Moses is equipped with extraordinary powers which are intended to validate him before his people and win Pharaoh's compliance with the divine order: "Let my people go, that they may hold a feast to me in the wilderness" (Exod. 4:30-5:1). The essentially dramatic and symbolic character of the Mosaic signs and plagues is indicated by their failure to carry conviction. They are schematized in the seesaw battle between faith and doubt, obedience and defiance; and their ability to persuade can give way before Israel's doubts or Pharaoh's obstinacy (8:15--H 8:11; 14:11-12).
From these stories it is impossible, then, to reconstruct the methods by which Moses rallied his people and accomplished their departure from Egypt. The Israelites are pictured as murmuring frequently against his leadership (Exod. 14:11-12; 16:3; Num. 11:4-5), but against this view must be set prophetic traditions which picture the exodus period as the time of Israel's fidelity (Jer. 2:1-3; Hos. 9:10a-b). The account of tension between Moses and his people may have been colored by the tension between prophet and people characteristic of a later time. This may also be true of the P representation that the people initially did not trust Moses (Exod. 6:9), a view contrary to that in the older J source (3:18; 4:31).
Tendencies to explain Moses' power by categorizing him as an exhibitionist wonder-worker, adept in the secrets of magic, do not succeed. The power wielded by Moses in the plague stories or in the war against Amalek (Exod. 17:1) or in the erection of the brazen serpent (Num. 21:9) is not glorified as fundamental to his mission. The strength of the man--not to mention his weakness--is too diversified to allow such a development. He cannot be explained as a wizard. He is unable to alter circumstances at will. His followers can disbelieve him and even struggle with him for power (Num. 12:1; 16).
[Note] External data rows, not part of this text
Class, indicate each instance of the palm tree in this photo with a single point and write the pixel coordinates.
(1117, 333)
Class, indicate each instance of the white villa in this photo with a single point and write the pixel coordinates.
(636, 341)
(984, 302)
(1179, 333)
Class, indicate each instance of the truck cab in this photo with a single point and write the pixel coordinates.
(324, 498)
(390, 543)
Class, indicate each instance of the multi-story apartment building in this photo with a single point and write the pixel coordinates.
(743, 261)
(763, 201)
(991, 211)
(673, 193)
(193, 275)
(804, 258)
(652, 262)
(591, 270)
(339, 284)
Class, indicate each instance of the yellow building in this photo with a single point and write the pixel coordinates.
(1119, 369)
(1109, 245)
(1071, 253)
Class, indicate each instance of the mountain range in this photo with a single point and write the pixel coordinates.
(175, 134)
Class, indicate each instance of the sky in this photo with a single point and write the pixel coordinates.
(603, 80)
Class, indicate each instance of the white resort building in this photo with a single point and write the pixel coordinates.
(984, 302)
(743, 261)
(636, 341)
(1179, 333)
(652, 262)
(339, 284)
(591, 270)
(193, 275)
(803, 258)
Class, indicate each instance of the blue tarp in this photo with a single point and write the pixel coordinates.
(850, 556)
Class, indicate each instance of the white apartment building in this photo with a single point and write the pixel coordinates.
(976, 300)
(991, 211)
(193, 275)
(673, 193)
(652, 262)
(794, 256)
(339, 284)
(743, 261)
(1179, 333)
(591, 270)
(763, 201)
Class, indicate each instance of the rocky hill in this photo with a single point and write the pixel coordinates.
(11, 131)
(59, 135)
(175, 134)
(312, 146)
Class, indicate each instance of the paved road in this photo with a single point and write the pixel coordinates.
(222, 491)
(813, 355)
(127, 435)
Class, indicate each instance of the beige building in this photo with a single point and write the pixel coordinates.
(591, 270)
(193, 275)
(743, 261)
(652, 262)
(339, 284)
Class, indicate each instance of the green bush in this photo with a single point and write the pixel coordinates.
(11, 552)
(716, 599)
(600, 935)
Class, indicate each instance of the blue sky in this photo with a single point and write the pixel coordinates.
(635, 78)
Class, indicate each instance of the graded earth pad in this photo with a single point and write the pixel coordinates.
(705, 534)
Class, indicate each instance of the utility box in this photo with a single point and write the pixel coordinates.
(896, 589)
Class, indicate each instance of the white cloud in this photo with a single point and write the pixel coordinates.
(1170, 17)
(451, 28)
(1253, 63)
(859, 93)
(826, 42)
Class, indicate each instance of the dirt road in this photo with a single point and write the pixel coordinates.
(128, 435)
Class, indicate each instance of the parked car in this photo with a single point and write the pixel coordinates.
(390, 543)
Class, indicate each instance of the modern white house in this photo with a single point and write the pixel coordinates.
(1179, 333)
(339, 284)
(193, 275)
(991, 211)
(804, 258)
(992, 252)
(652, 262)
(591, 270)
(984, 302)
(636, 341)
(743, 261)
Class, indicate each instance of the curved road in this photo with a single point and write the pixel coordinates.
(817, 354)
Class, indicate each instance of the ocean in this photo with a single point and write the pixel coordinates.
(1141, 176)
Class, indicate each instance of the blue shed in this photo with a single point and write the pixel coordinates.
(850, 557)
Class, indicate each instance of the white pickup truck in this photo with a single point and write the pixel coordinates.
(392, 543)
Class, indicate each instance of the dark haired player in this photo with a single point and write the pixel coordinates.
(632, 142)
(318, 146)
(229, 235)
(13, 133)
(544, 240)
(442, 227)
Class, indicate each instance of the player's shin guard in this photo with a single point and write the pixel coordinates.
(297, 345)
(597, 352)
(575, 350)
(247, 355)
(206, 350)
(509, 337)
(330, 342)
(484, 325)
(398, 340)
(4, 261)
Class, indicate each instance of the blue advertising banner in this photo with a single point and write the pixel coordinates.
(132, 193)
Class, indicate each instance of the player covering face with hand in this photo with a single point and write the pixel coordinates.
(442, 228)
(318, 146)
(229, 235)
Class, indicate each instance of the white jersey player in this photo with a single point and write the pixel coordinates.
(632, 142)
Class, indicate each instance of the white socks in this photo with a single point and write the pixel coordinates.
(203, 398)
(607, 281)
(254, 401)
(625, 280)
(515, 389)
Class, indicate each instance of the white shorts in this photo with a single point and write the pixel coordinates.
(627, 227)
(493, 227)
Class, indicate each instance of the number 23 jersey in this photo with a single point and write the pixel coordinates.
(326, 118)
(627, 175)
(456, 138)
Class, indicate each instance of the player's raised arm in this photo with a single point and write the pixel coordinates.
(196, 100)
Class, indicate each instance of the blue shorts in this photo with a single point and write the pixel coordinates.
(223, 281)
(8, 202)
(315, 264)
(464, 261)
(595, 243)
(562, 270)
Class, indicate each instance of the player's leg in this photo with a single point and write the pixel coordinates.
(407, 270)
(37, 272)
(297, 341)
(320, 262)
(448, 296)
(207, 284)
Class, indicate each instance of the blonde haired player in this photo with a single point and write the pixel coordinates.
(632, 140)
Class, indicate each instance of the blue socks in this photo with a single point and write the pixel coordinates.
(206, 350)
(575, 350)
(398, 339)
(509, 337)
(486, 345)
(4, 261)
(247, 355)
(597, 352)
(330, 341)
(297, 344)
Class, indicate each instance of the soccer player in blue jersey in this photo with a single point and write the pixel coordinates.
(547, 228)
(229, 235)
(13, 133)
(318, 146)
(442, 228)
He dies without setting foot on the land which is the goal of his labors. And quite appropriately, his grave is unknown and cannot be made into a cultic site (Deut. 34:6). Thus, although the account of how Moses rallies his people may be illuminated by features of magic provenance, it cannot be explained by them.
The negotiations between Moses and the Pharaoh must be judged in similar fashion. Since Yahweh claims obedience from every aspect of his world, the throne of Egypt, as well as men and nature, must bow before him. In order to accomplish his purposes, he will do as he wills with what he has made, "that you may know that the earth is the LORD'S" (Exod. 9:29). As long as Pharaoh's consent to the demands of Moses is given with reservations or may be revoked, the issue between him and Moses can never be concluded. Yahweh demands total surrender from the world, as he will from his covenant people (20:3), and the scenes at Pharaoh's court are described accordingly.
Consequently, there is little in the biblical narrative upon which to reconstruct Moses' strategy in Egypt. In itself the tradition that the Pharaoh granted audiences to the Israelite leader is not implausible. If the Exodus is to be dated in the early thirteenth century B.C., as much evidence now suggests, the Egyptian dynasty involved would be that of the Ramessides (Nineteenth Dynasty, ca. 1308-1216), who are known to have permitted appeals to the royal court from their slaves. In the same period the Egyptian capital was relocated in the Delta area at Avaris, the vicinity of the Hebrew settlement (Gen. 46:28-34; Exod. 2:5-10). Hence such features of the biblical story as Moses' movements between the palace and the Hebrew enclave or the labor of the Hebrew slaves on the Ramesside building projects in the Delta (Exod. 1:11) would be possible.